Abstract

Interrupted feedings of teneral, laboratory-reared Glossina morsitans morsitans were used to study mechanical transmission of Trypanosoma brucei rhodesiense. Intervals between exposure of individual flies on parasitaemic rats and refeeding on clean rats were varied from five minutes to 24 hours. Direct transmissions were demonstrated at each interval up to 160 minutes after exposure. Proboscis dissections showed that active trypanosomes were present up to 320 minutes after exposure.
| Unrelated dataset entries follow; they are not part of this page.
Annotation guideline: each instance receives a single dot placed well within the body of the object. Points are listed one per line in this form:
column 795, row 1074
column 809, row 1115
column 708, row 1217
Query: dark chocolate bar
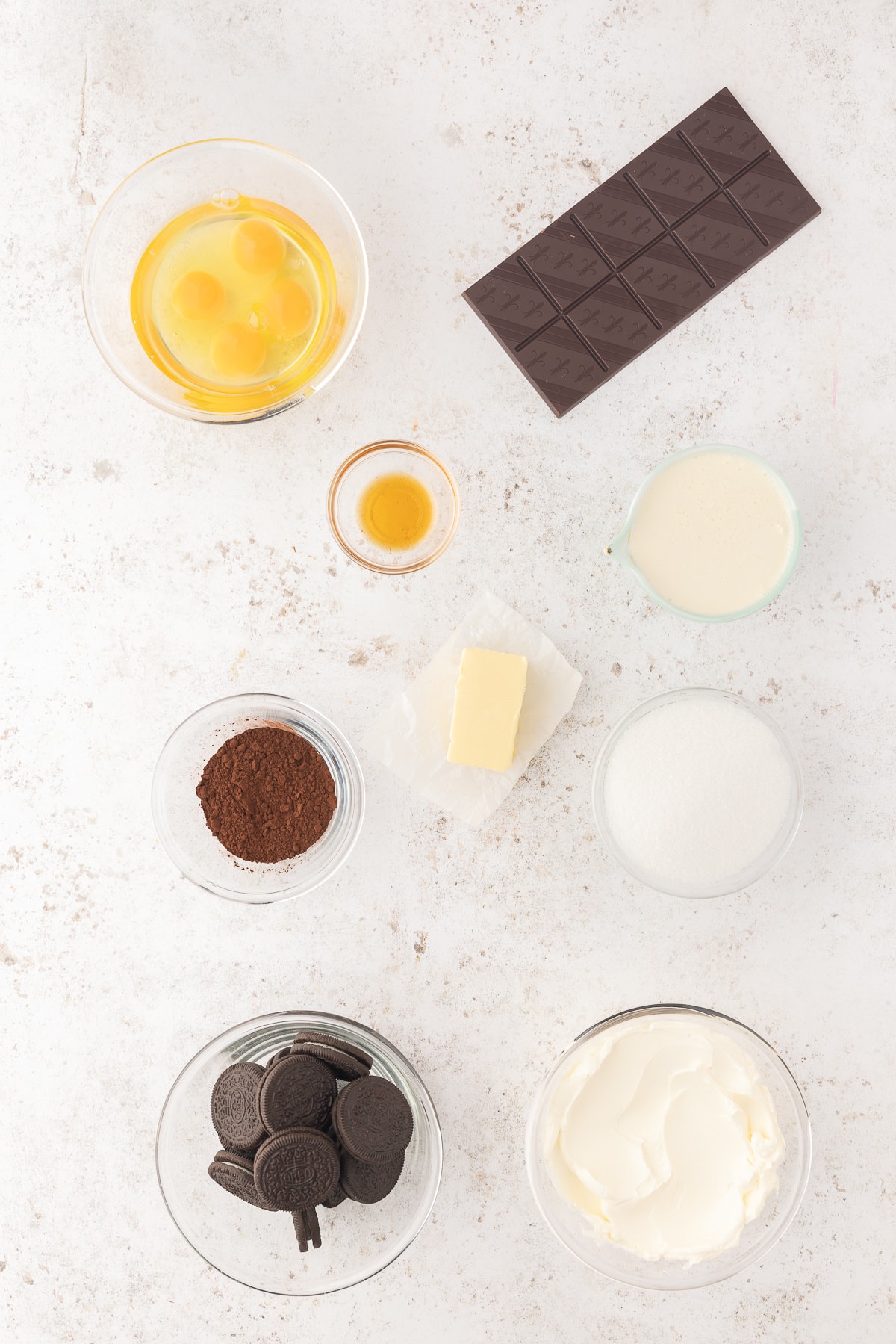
column 641, row 253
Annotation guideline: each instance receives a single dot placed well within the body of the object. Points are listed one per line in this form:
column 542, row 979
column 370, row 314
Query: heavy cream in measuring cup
column 712, row 533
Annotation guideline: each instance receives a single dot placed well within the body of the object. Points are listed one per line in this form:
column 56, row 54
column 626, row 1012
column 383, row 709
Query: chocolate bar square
column 561, row 366
column 672, row 176
column 642, row 252
column 615, row 324
column 721, row 240
column 566, row 262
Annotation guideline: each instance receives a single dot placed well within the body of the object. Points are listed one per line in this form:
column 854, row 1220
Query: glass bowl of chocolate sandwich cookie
column 299, row 1153
column 258, row 799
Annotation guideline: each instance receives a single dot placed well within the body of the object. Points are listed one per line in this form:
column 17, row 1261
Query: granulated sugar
column 696, row 790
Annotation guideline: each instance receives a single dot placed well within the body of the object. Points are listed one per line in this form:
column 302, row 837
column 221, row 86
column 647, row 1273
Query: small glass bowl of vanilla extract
column 394, row 507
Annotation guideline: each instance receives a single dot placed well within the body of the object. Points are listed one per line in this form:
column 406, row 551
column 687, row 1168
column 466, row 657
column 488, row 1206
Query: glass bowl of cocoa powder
column 258, row 799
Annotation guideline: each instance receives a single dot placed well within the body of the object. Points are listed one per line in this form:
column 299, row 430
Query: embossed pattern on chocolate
column 374, row 1120
column 234, row 1106
column 296, row 1091
column 641, row 253
column 297, row 1168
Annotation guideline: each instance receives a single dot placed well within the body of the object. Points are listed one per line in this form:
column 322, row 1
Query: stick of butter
column 488, row 699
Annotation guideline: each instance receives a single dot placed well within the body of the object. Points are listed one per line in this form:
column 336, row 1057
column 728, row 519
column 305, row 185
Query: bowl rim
column 356, row 797
column 161, row 402
column 618, row 548
column 763, row 863
column 371, row 450
column 671, row 1009
column 314, row 1016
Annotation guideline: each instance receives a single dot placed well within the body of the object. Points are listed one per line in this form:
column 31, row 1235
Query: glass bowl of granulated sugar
column 258, row 799
column 697, row 792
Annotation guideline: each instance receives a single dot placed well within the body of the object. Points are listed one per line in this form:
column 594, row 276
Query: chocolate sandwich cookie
column 321, row 1038
column 297, row 1168
column 296, row 1093
column 234, row 1106
column 373, row 1120
column 307, row 1227
column 237, row 1180
column 368, row 1183
column 343, row 1065
column 337, row 1198
column 234, row 1159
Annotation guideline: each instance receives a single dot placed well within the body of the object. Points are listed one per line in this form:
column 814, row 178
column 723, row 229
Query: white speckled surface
column 151, row 565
No mechanical transmissions from bovine to bovine occurred in 39 attempts, when groups of 20-120 flies exposed on parasitaemic bovines were transferred immediately to uninfected cattle, but two of 40 individual flies exposed on parasitaemic bovines mechanically transmitted trypanosomes to clean rats. Proboscis dissections made immediately after flies were exposed to a bovine with a parasitaemia of 4.8 x 10(-4) trypanosomes/microliters of blood showed that 11 of 20 (55%) had active trypanosomes in the food canal. The mean number of trypanosomes per proboscis was 29.4 (+/- 20.5). Of 20 flies exposed on a bovine with a low parasitaemia, however, only one trypanosome was seen in proboscis dissections. The parasitaemia of the infected donor was an important factor in mechanical transmission. The mechanical transmission of trypanosomes from one host to another may largely depend on the infectivity threshold of the recipient host, and individual mechanically-infected tsetse flies may not transmit an infective dose.